Hart und Laut geht es zu, als die Kasseler Independent-Rockformation „Don’t call me Junior“ die Bühne übernimmt. Die vier Musiker Dirk Unverricht (Gesang, Gitarre), Basti Hamel (Bass, Gesang), Mario Millisterfer (Gitarre) und Florian Müller (Drums) lassen mit ihren eigenen Songs die Halle beben. „Dirk schreibt die Texte, und gemeinsam bringen wir unsere Rockideen dazu“, erklärt Basti Hamel.

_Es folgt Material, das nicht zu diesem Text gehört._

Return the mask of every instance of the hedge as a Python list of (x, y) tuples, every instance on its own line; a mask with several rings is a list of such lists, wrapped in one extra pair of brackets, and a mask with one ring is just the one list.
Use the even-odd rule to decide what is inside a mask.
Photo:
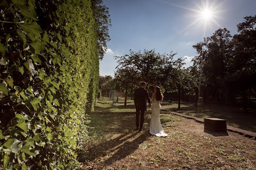
[(98, 93), (91, 2), (3, 0), (0, 13), (1, 164), (73, 169)]

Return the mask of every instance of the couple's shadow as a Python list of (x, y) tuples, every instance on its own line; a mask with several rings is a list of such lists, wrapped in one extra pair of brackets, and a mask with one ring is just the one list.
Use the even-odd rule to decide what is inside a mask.
[(126, 132), (115, 139), (91, 146), (86, 152), (80, 152), (79, 161), (94, 161), (108, 154), (111, 155), (118, 150), (103, 163), (105, 165), (110, 165), (134, 152), (149, 136), (148, 131)]

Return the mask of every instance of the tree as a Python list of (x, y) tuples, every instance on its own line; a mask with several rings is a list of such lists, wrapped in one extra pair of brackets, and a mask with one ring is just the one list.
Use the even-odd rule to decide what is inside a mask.
[(91, 0), (93, 14), (97, 26), (98, 51), (99, 59), (102, 60), (107, 50), (107, 42), (110, 40), (108, 27), (111, 26), (108, 8), (103, 0)]

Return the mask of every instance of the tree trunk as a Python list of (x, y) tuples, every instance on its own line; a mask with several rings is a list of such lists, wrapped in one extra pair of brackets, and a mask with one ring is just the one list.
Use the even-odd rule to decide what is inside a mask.
[(180, 96), (181, 96), (181, 92), (180, 89), (178, 89), (178, 100), (179, 100), (179, 104), (178, 104), (178, 109), (180, 109)]
[(117, 102), (118, 102), (118, 94), (119, 94), (119, 92), (117, 91)]
[(127, 101), (127, 89), (125, 89), (125, 106), (126, 105), (126, 101)]

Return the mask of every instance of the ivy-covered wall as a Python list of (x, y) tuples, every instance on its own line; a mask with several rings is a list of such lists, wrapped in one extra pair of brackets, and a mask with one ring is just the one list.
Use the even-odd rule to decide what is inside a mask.
[(3, 0), (0, 15), (0, 167), (73, 169), (98, 91), (91, 2)]

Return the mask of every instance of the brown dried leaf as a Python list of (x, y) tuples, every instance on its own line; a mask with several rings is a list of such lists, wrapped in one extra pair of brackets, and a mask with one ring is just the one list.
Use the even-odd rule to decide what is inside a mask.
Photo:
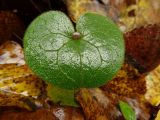
[(135, 110), (137, 119), (148, 120), (150, 117), (150, 107), (139, 98), (119, 96), (109, 91), (102, 91), (99, 88), (81, 89), (76, 94), (76, 99), (89, 120), (123, 119), (117, 108), (120, 100), (127, 102)]
[(129, 98), (140, 97), (143, 99), (146, 92), (146, 81), (144, 75), (140, 74), (133, 66), (125, 63), (115, 78), (102, 86), (101, 89)]
[(0, 65), (0, 106), (33, 109), (41, 105), (43, 91), (42, 80), (33, 75), (26, 65)]
[(0, 45), (6, 40), (22, 41), (24, 25), (19, 17), (12, 11), (0, 11)]
[(96, 12), (104, 16), (109, 16), (113, 21), (117, 22), (119, 10), (112, 3), (114, 2), (111, 0), (104, 4), (97, 0), (66, 0), (69, 16), (73, 21), (76, 21), (85, 12)]
[(125, 28), (123, 31), (130, 31), (146, 24), (160, 23), (160, 0), (134, 1), (132, 4), (127, 4), (121, 12), (121, 27)]
[(10, 63), (25, 64), (22, 47), (14, 41), (7, 41), (0, 46), (0, 64)]
[(145, 98), (153, 105), (160, 105), (160, 65), (146, 77), (147, 92)]
[(160, 64), (160, 25), (147, 25), (124, 34), (126, 54), (148, 72)]
[[(4, 108), (5, 109), (5, 108)], [(53, 106), (36, 111), (5, 110), (0, 113), (0, 120), (84, 120), (80, 109)]]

Während des Bühnenumbaus stimmt sich das Publikum schon Acapella mit Refrains der berühmtesten Songs auf die rund zweistündige AC/DC-Show der Ballbreakers ein. Seit 2006 ist die Band als Coverband unterwegs. Mit dem Ruf ‚straighter Beats, mächtiger Basslines, Riffs direkt aus der Hölle und Vocals vom Teufel’ haben sie in den vergangenen Jahren ihren überregionalen Erfolg aufgebaut. Tatsächlich, erzählen sie, habe sich das AC/DC-Programm eher zufällig ergeben. „Es ist natürlich die Band unserer Jugend, nicht die einzige, aber doch wichtig. Als klar war, dass wir zusammen Musik machen wollen, haben wir gemerkt: AC/DC ist mehr als nur Lärm. Die Musik ist anspruchsvoll. Es ist Swing mit Dampf. Wir sind den Pionieren des Hard Rock und der Metal-Musik inzwischen sehr verbunden.“

AC/DC-Sound in Usseln: Die Ballbreakers spielen eng am Original.
AC/DC-Sound in Usseln: Die Ballbreakers spielen eng am Original. © Barbara Liese

An Swing hat im Publikum sicher niemand gedacht. Als Martin Stölzel (Gesang) mit der Brian-Johnson-Mütze, Köbes Timmermann (Leadgitarre) wie Angus Young im Schulanzug mit kurzer Hose, Jörg Frohn als ruhiger Part wie Phil Rudd, Stefan Alberts (Bass) mit langem grauen Haaren wie Cliff Williams und Nick Klose (Rhythmus-Gitarre) die Bühne betreten, sind Dampf und Headbanging angesagt. Auf der Bühne schonen sich die fünf Musiker nicht. Immer in Bewegung, nutzen sie jeden Raum, binden das Publikum ein, spielen eng am Original der australischen Kultband. Rock’n’Roll pur, bester Hard-Rock, Metal hart und sauber: Usseln erlebt bis in den frühen Morgen eine perfekte Rocknacht.